Food shortages have made it all but impossible for many Gazans to celebrate Eid al-Adha, which fell on Friday and is traditionally marked with huge family meals and gifts of new clothes.

A group of Palestinians perform Eid al-Adha prayers in the ruins of a destroyed mosque

Internally displaced Palestinians perform Eid al-Adha prayers in the ruins of a destroyed mosque in the southern Gaza Strip. Source: EPA / Haitham Imad / EPA / AAP

Suad al-Qarra told Agence France-Presse from Nasser Hospital on Friday that her son never got a chance to wear his new clothes.

“He went to get dressed and there was an explosion,” she said, her soft voice breaking. “I took him to the hospital and (they) found him dead.”
“They took the children from us,” she continued. “I bought him Eid clothes yesterday and he didn’t wear them, instead he wears a white shroud.”
In the Muslim faith, Eid commemorates the sacrifice Ibrahim — known to Christians and Jews as Abraham — was about to make by killing his son, before the angel Gabriel intervened and offered him a sheep to sacrifice instead.

Hamas’ unprecedented 2023 attack on Israel resulted in the deaths of 1,218 people, mostly civilians, according to an AFP tally based on official figures.
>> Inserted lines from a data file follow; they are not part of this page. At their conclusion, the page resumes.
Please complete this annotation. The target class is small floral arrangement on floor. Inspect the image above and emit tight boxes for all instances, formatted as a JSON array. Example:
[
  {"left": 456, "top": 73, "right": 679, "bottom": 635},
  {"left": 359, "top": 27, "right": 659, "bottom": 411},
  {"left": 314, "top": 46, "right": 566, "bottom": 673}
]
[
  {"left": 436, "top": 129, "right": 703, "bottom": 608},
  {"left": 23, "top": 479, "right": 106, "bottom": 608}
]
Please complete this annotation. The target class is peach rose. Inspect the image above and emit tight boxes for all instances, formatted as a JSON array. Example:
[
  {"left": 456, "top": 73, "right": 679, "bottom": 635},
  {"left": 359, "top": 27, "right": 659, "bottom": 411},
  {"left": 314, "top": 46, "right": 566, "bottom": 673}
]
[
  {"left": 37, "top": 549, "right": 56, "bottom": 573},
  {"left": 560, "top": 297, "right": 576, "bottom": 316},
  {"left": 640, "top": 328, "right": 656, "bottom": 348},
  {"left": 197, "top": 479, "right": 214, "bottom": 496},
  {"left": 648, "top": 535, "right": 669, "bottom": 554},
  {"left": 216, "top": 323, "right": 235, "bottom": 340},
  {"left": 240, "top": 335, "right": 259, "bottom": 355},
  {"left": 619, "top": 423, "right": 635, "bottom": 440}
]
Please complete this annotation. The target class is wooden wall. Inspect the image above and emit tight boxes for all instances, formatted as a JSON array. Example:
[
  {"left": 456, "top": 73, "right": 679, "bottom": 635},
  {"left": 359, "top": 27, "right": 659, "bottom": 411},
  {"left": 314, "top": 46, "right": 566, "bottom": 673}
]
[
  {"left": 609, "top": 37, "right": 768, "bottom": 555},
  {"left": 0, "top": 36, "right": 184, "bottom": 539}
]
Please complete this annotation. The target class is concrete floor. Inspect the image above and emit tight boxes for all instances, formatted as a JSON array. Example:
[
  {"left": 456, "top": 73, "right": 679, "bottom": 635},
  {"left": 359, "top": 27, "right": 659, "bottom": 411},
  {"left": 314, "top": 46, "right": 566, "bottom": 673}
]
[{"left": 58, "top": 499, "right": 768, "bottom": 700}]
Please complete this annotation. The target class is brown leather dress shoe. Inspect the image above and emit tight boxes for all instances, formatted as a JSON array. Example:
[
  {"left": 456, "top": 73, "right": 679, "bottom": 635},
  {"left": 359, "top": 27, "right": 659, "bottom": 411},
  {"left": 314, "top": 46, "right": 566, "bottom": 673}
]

According to the Gaza health ministry, at least 4,402 people have been killed since Israel resumed its offensive on March 18 after a brief truce, taking the war’s overall toll to 54,677, mostly civilians.
The United Nations has warned that most of Gaza’s 2.3 million population is at risk of famine after an 11-week Israeli blockade of the enclave, with the rate of young children suffering from acute malnutrition nearly tripling.
In 2021 the International Criminal Court (ICC) opened an investigation into alleged Israeli war crimes in the Palestinian territories dating back to 2014, including the recent attacks of both Israel and Hamas.
The ICC has also issued an arrest warrant for Netanyahu and his former defence chief, alleging that the two are criminally responsible for acts including murder, persecution and starvation as a weapon of war as part of a “widespread and systematic attack against the civilian population of Gaza”.
Hamas in its entirety is listed as a terrorist organisation by the European Union and seven other countries, including Australia. But the UN Assembly rejected classifying Hamas as a terrorist group in a 2018 vote.